Other things a new council will need to do: Committee assignments of new and carryover council members will have to be adjusted (and if everyone is not happy by consensus, majority will govern). The big question of televising work sessions, as was done before Jeffrey, Strommen, Cook and Elvig came on council - will it be reinstated? Will finance committee, the money matters machinery, be a meeting to be finally televised, and with minutes?
Many sane and overdue reforms are possible. I hope they are enacted.
But my big concern was seeing a community center being managed far too much the way the Norman castle [aka the "Taj Mahal"] was done - by official consensus only and not by public review and referendum voting.

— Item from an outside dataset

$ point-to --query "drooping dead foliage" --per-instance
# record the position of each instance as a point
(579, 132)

That's something Bob wrote, opposing.
The other thing I think will not happen again with Bob, we did not discuss it so this is only my guess, is the thing where Bonnie Balach had James Norman as a contact person and she lobbied Jim Abeler and others that "Ramsey wanted" a Port Authority - another taxing entity-&-layer in case Ramsey itself maxed out on what it could bond and tax, and the EDA and HRA too, and all that was done when there had been no formal council resolution or ordinance to that effect.
Whether some rump group of insider old boys talked and Norman beleived "Ramsey wanted" a port authority and told Balach that, who knows? Elvig headed the finance committee then. Again, that's not televised nor are there minutes kept, and it ran that way back then also.
The evidence from then was:
1. The council never voted for a Port Authority.
2. Balach in lobbying told Abeler that "Ramsey wanted it."
3. The official contact person Balach as Ramsey's lobbyist had, was James Norman.
Now, one last thought. Get rid of the legislative lobbyist. Look at every "consultant" taking money out of the Ramsey fisc, and winnow thoroughly. There is much that can be saved. There is waste to be trimmed. There is a staff person dedicated full time to TIF matters, and a consultant Mulroony with an overlapping function. There is Tinklenberg Group, Balach, and some consultant over China sister-cities before that was flamed out by bad judgment.
With each consultant: Is there enough bang for the buck?
Are there better people and is a broom needed for the ones there now?
Is there waste and duplication that taxpayers do not need to finance?
I recall when the financial guru, Mulrooney was set to show up at a meeting and report about the fiscal wherewithal of Nedegaard. Instead, he got sick the mayor said, a no show. Yet later after Nedegaard's bankrupty the former city administrator said to reporter Sakry that city consultants vetted him, and he was recognized as under-capitalized but he had attained title to the land. That does not hang together, unless, again there might have been a rump group talking, the old boys, and they shared the info that supposedly had been set for presentation at a public meeting. It goes on in terms of practices that a vigilant citizen could find offensive. But it will soon be history.
I look forward to new people. There is one caution to remember, however. Trimming dead wood is always good, but trimming badly can kill the tree.
It will take a balanced judgment, and situations change.
If Bob Ramsey or anyone else is elected, there are no ironclad promises. It is not feasible. There always will be unforeseen things. He and others can only talk about general intent.
But Bob has said where he is coming from.
I hope others send email too. It was nice of Bob to take time that way.